Pride Month Doc Corner: 'Halston'

By Glenn Dunks

Once again, The Film Experience and Doc Corner is celebrating Pride Month with a focus on documentaries that tackle LGBTIQ themes. This week is Halston, a fashion bio-doc about the famed American designer.

He was arguably the most famous out homosexual in America; feted by magazines and talk-shows, lauded in name by celebrities from coast to coast. A man of a certain time who emerged timeless; a pillar of an industry that had remained strikingly insular until his brand helped bring it to the American masses. Roy Halston Frowick left his impressionable mark on history early on, designing First Lady Jacqueline Kennedy’s iconic pillbox hat and translated that mark of destiny through a career that weaved down runways, across discotheques and into department stores.

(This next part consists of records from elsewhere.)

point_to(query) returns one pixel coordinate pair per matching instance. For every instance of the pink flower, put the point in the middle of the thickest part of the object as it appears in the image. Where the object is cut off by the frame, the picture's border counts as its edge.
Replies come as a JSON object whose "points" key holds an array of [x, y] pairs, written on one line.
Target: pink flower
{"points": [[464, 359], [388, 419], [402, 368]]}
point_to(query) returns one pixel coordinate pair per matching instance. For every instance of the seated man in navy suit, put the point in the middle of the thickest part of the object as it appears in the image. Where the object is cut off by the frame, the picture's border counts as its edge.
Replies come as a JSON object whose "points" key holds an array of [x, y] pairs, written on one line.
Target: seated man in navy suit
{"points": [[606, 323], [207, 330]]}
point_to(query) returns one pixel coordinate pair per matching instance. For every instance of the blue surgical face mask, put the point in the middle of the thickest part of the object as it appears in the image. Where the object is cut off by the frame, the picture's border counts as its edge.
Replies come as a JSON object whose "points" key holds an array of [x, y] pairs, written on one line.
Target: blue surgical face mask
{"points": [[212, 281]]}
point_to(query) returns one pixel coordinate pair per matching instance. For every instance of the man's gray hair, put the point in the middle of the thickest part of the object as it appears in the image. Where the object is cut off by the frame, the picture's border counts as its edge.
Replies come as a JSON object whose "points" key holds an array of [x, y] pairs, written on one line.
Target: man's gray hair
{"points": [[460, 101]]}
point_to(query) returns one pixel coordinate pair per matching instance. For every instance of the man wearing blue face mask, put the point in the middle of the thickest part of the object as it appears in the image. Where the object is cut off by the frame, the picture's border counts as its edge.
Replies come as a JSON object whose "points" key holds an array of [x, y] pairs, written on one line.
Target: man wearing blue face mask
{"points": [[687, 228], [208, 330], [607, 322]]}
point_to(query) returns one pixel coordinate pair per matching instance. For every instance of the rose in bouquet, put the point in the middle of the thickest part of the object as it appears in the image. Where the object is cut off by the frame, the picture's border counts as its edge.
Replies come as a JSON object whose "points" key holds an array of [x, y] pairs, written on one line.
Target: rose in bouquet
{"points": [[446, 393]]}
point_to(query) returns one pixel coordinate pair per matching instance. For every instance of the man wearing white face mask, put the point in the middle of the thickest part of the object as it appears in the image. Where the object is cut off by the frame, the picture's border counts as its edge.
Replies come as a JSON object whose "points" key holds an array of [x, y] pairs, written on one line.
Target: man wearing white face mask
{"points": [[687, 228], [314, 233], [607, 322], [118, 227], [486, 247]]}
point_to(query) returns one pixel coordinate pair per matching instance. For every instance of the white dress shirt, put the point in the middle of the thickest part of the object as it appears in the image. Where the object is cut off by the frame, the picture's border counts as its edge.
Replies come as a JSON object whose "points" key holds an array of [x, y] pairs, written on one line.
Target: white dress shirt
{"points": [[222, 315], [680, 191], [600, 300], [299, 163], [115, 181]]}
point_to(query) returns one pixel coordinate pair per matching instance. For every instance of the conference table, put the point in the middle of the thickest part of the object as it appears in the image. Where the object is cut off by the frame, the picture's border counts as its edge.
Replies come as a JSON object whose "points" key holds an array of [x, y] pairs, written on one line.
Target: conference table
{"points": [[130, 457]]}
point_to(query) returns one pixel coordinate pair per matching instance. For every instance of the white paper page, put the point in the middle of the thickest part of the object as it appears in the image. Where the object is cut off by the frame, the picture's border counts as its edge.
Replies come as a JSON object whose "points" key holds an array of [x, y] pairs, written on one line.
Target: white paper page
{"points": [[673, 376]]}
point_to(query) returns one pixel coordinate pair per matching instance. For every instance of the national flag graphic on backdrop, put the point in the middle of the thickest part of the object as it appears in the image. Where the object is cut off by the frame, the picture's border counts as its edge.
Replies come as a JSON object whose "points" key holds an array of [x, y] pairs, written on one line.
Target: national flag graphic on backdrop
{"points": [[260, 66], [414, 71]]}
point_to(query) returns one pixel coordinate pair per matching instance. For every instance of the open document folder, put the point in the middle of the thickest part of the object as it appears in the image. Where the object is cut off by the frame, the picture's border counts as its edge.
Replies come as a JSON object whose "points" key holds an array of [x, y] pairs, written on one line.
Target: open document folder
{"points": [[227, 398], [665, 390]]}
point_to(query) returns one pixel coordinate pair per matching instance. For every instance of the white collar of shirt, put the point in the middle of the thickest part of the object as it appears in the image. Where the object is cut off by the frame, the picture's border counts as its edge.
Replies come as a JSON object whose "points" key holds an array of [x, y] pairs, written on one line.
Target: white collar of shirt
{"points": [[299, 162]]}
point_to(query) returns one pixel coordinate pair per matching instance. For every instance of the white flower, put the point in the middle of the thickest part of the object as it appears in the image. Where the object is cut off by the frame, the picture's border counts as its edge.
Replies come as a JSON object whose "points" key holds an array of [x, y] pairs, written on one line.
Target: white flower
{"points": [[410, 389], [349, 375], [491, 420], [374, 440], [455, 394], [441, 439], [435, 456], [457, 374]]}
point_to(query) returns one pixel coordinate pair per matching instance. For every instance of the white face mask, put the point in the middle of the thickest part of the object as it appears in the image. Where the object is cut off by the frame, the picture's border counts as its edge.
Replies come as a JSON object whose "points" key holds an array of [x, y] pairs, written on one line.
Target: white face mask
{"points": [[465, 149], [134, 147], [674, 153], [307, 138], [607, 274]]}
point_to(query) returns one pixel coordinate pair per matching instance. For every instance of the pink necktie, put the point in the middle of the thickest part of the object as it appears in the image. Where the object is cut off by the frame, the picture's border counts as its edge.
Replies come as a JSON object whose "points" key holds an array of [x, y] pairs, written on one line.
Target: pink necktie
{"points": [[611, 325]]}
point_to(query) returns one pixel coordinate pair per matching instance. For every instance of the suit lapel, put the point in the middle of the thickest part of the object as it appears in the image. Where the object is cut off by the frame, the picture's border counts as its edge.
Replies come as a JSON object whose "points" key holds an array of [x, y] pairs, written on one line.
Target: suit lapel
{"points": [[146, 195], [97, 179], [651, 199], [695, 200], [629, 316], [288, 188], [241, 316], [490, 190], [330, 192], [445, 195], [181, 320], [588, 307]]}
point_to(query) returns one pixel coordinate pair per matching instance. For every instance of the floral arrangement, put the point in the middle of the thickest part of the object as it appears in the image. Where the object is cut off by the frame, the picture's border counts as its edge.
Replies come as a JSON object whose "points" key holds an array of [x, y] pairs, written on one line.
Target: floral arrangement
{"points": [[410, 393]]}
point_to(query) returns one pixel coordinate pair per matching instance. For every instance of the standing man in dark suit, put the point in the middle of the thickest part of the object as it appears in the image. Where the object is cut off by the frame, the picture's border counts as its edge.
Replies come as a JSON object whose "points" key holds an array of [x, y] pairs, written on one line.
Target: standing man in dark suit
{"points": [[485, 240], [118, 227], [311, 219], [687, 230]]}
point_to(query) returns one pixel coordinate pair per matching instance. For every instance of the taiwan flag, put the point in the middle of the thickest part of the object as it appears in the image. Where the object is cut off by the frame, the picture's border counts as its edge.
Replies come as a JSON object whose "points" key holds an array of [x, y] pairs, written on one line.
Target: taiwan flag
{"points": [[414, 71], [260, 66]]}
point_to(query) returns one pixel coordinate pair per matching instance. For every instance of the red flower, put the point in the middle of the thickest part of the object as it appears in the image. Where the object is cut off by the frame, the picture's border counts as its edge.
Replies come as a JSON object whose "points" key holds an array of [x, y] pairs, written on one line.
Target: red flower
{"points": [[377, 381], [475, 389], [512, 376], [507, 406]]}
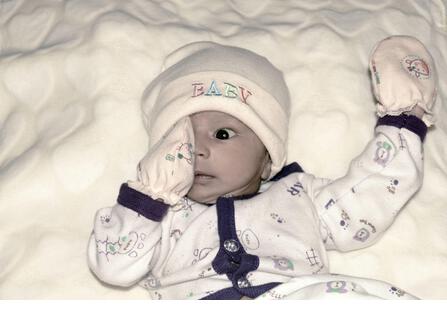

His life is given an appropriately razzle-dazzle treatment in Halston from director Frédérick Tcheng. Told through the unusual narrative device of a fictional, unknown woman researching his life through video tapes, Halston is one of the more formally interesting examples of the fashion bio-doc genre and is infused with an atmosphere that is as slinky as one of his bias-cut dresses while also embracing his extravagant Manhattan lifestyle of chic glass offices, limousines and cocaine that evoke an era of lavish and queer excess.